EU Adopts ‘Magnitsky Act’ Enabling Sanctions on Human Rights Abusers

News

The European Council established on Monday a global human rights sanctions regime which will allow the bloc to impose travel bans and freeze funds from individuals and entities that are involved or associated with serious human rights violations.

December 8, 2020

The framework allows the EU to go after countries, businesses or individuals that are involved with acts that include genocide, crimes against humanity, and other human rights abuses such as torture, slavery, extrajudicial killings, and arbitrary arrests or detentions, the European Council said in a press release.  

Expected to go into effect as early as the first quarter of 2021, the measures closely resemble the Magnitsky Act, – adopted by the U.S. in 2012, as well as in Canada, the UK and the Baltic states – which sanctioned those responsible for the murder of Sergey Magnitsky, a Russian whistleblower and tax expert who, after uncovering high-level state corruption, was tortured in Russian captivity, and denied access to medical attention prior to his death.  

This legislation has since been used as a tool to go after various individuals and entities involved in worldwide cases of human rights abuses or corruption, such as in November of 2018, when the U.S. Treasury sanctioned 17 Saudi officials for their role in the assasination of Jamal Khashoggi, a dissident Saudi journalist who had been working in the United States.

Magnitsky’s friend, Bill Browder, an activist investor who was the main figure lobbying the U.S. Congress to pass the Magnitsky Act, applauded the EU’s decision on Twitter, saying that after a ten year push, “we have now added 27 countries to the Global Magnitsky Justice movement,” which he described as both “monumental” and “historic.” 

Guy Verhofstadt, a Belgian Member of the European Parliament also called the news a “big step,” on Twitter, but added that the Council is not yet able to sanction entities for acts of corruption – as the Magnitsky Act allows for in other countries – and that it must still make its decisions through unanimous EU member support, which he described as “unworkable.” 

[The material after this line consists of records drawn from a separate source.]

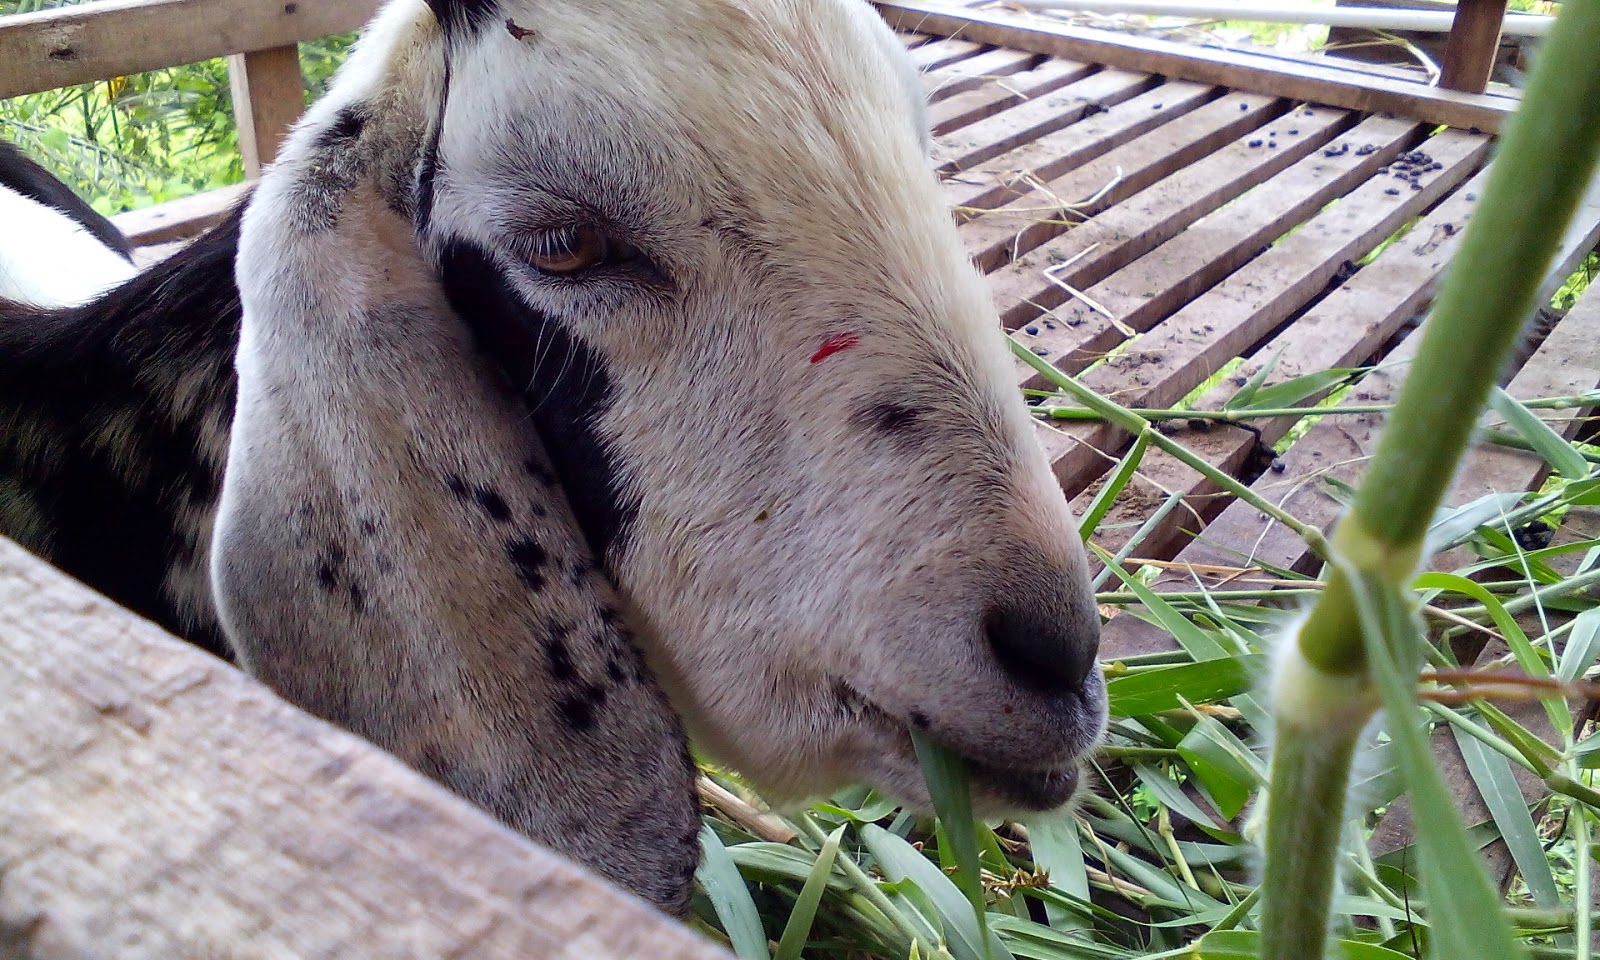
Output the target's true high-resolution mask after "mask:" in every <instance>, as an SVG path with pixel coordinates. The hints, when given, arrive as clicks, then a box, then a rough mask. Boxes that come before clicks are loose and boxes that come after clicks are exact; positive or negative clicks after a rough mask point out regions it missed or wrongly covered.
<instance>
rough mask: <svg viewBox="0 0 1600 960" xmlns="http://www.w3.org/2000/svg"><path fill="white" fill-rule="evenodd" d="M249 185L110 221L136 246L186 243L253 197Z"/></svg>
mask: <svg viewBox="0 0 1600 960" xmlns="http://www.w3.org/2000/svg"><path fill="white" fill-rule="evenodd" d="M250 189H251V186H250V184H235V186H232V187H218V189H216V190H206V192H205V194H195V195H192V197H184V198H182V200H168V202H166V203H158V205H155V206H146V208H144V210H133V211H128V213H118V214H117V216H114V218H110V222H114V224H117V229H118V230H122V234H123V237H126V238H128V242H130V243H133V245H134V246H147V245H152V243H170V242H173V240H187V238H190V237H194V235H197V234H200V232H202V230H205V229H206V227H210V226H213V224H216V222H219V221H221V219H222V218H224V216H227V214H229V211H230V210H234V206H237V205H238V203H240V202H243V198H245V197H246V195H250Z"/></svg>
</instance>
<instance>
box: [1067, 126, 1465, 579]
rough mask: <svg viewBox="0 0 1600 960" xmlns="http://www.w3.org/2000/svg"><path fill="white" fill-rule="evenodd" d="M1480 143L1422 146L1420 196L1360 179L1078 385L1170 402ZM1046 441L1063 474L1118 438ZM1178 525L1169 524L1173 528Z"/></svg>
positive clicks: (1398, 225) (1444, 181)
mask: <svg viewBox="0 0 1600 960" xmlns="http://www.w3.org/2000/svg"><path fill="white" fill-rule="evenodd" d="M1488 146H1490V144H1488V138H1483V136H1474V134H1467V133H1461V131H1450V133H1446V134H1443V136H1438V138H1434V141H1430V142H1429V144H1427V147H1429V150H1430V152H1432V155H1434V157H1435V158H1437V160H1438V162H1442V163H1443V170H1442V171H1438V173H1437V174H1432V176H1429V178H1424V179H1422V181H1421V182H1422V184H1424V186H1422V189H1421V190H1410V189H1406V190H1405V192H1403V194H1402V195H1389V190H1392V189H1394V187H1392V186H1390V184H1394V182H1397V181H1392V179H1387V178H1374V179H1371V181H1366V182H1365V184H1362V186H1360V187H1358V189H1357V190H1354V192H1350V194H1349V195H1346V197H1342V198H1341V200H1339V202H1338V203H1334V205H1331V206H1328V208H1325V210H1322V211H1320V213H1317V214H1315V216H1314V218H1310V219H1309V221H1306V222H1304V224H1301V226H1299V227H1298V229H1296V230H1294V234H1293V235H1290V237H1286V238H1285V240H1282V242H1280V243H1275V245H1274V246H1272V248H1270V250H1267V251H1266V253H1262V254H1261V256H1258V258H1254V259H1253V261H1251V262H1250V264H1248V266H1245V267H1242V269H1240V270H1238V272H1235V274H1232V275H1230V277H1227V278H1226V280H1222V282H1221V283H1218V285H1216V286H1213V288H1210V290H1208V291H1206V293H1203V294H1202V296H1198V298H1195V299H1194V301H1190V302H1189V304H1187V306H1184V307H1182V309H1181V310H1178V312H1176V314H1173V315H1171V317H1166V318H1165V320H1162V323H1160V325H1158V326H1155V328H1154V330H1152V331H1150V333H1149V334H1144V336H1141V338H1138V341H1134V342H1133V344H1131V347H1130V350H1126V352H1125V354H1120V355H1118V357H1115V358H1114V360H1112V362H1110V363H1106V365H1101V366H1098V368H1094V370H1091V371H1088V373H1086V374H1083V382H1085V384H1088V386H1091V387H1094V389H1098V390H1102V392H1115V394H1117V397H1118V400H1120V402H1125V403H1128V405H1133V406H1170V405H1171V403H1176V402H1178V400H1181V398H1182V397H1184V395H1186V394H1189V392H1190V390H1192V389H1195V387H1197V386H1198V384H1200V382H1202V381H1205V379H1206V378H1208V376H1210V374H1211V373H1214V371H1216V370H1219V368H1221V366H1222V365H1224V363H1227V362H1229V360H1232V358H1234V357H1235V355H1238V354H1240V352H1243V350H1246V349H1248V347H1251V346H1254V342H1256V341H1259V339H1262V338H1264V336H1266V334H1267V333H1269V331H1272V330H1274V328H1275V326H1277V325H1278V323H1282V322H1283V320H1286V318H1288V317H1290V315H1293V314H1294V312H1296V310H1298V309H1301V307H1302V306H1304V304H1306V302H1307V301H1309V299H1310V298H1312V296H1314V294H1317V293H1320V291H1322V290H1325V288H1326V285H1328V283H1330V282H1331V280H1333V278H1334V275H1336V274H1338V270H1339V269H1341V264H1344V262H1346V261H1354V259H1358V258H1362V256H1365V254H1366V253H1368V251H1371V250H1373V248H1374V246H1378V243H1381V242H1382V240H1386V238H1387V237H1390V235H1392V234H1394V232H1395V230H1398V229H1402V227H1403V226H1405V224H1406V222H1408V221H1410V219H1413V218H1414V216H1418V214H1419V213H1422V211H1424V210H1427V206H1430V205H1432V203H1435V202H1437V200H1438V198H1440V197H1443V195H1445V192H1446V190H1450V187H1453V186H1456V184H1458V182H1461V179H1462V178H1466V176H1467V174H1469V173H1472V170H1475V168H1477V165H1478V163H1482V160H1483V158H1485V157H1486V155H1488ZM1130 381H1131V382H1130ZM1118 387H1120V389H1118ZM1054 434H1056V437H1059V438H1061V440H1058V442H1056V445H1054V446H1059V448H1062V454H1061V458H1059V459H1058V461H1056V469H1058V470H1059V472H1064V474H1066V472H1070V474H1078V472H1086V470H1093V469H1094V467H1096V466H1098V464H1099V462H1101V458H1099V454H1098V453H1096V451H1102V450H1110V448H1114V446H1117V445H1120V442H1122V438H1123V434H1122V432H1120V430H1117V429H1114V427H1110V426H1107V424H1098V422H1082V424H1064V426H1061V427H1058V429H1056V430H1054ZM1158 459H1160V458H1152V462H1157V461H1158ZM1179 520H1181V517H1173V523H1178V522H1179ZM1152 547H1155V549H1160V546H1158V544H1152Z"/></svg>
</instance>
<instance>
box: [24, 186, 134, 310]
mask: <svg viewBox="0 0 1600 960" xmlns="http://www.w3.org/2000/svg"><path fill="white" fill-rule="evenodd" d="M0 224H5V232H6V237H8V238H16V240H18V242H16V243H5V245H0V299H10V301H16V302H22V304H29V306H35V307H67V306H75V304H83V302H88V301H91V299H94V298H96V296H99V294H101V293H104V291H107V290H110V288H112V286H117V285H118V283H122V282H123V280H126V278H128V277H133V274H134V266H133V264H130V262H128V261H126V259H123V258H122V254H118V253H117V251H114V250H110V248H107V246H106V245H104V243H101V242H99V240H98V238H96V237H94V235H93V234H90V232H88V230H85V229H83V227H82V226H80V224H78V222H77V221H74V219H72V218H69V216H66V214H62V213H61V211H58V210H53V208H50V206H45V205H43V203H40V202H37V200H34V198H30V197H24V195H21V194H18V192H14V190H11V189H8V187H0Z"/></svg>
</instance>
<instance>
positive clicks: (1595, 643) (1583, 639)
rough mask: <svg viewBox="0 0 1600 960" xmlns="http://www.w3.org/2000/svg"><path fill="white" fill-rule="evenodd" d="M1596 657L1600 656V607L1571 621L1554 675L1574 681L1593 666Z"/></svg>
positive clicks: (1587, 610)
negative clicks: (1572, 622) (1560, 654)
mask: <svg viewBox="0 0 1600 960" xmlns="http://www.w3.org/2000/svg"><path fill="white" fill-rule="evenodd" d="M1597 656H1600V606H1594V608H1590V610H1586V611H1582V613H1579V614H1578V618H1576V619H1574V621H1573V630H1571V632H1570V634H1568V635H1566V646H1565V648H1563V650H1562V661H1560V666H1558V667H1557V670H1555V675H1557V677H1560V678H1562V680H1566V682H1571V680H1576V678H1578V677H1582V675H1584V672H1587V670H1589V667H1592V666H1594V662H1595V658H1597Z"/></svg>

Browder agreed with this assessment, saying that this could potentially be “a big problem,” and that there must be measures taken to make sure that “countries like Hungary, Cyprus and Malta don’t hijack the law with their ability to veto any future EU Magnitsky lists.” 

The Daphne Caruana Galizia Foundation, established to promote her legacy after she was murdered in a car bomb for exposing Maltese corruption, weighed in on the recent news in a statement, saying that the legislation is “limited in scope, primarily regarding the exclusion of corruption as a sanctionable offense.”

“Where there are human rights violations, more often than not, corruption lurks in the shadows,” they wrote, arguing that adding corruption as a sanctionable offense “will bolster the effectiveness of the new EU regime.”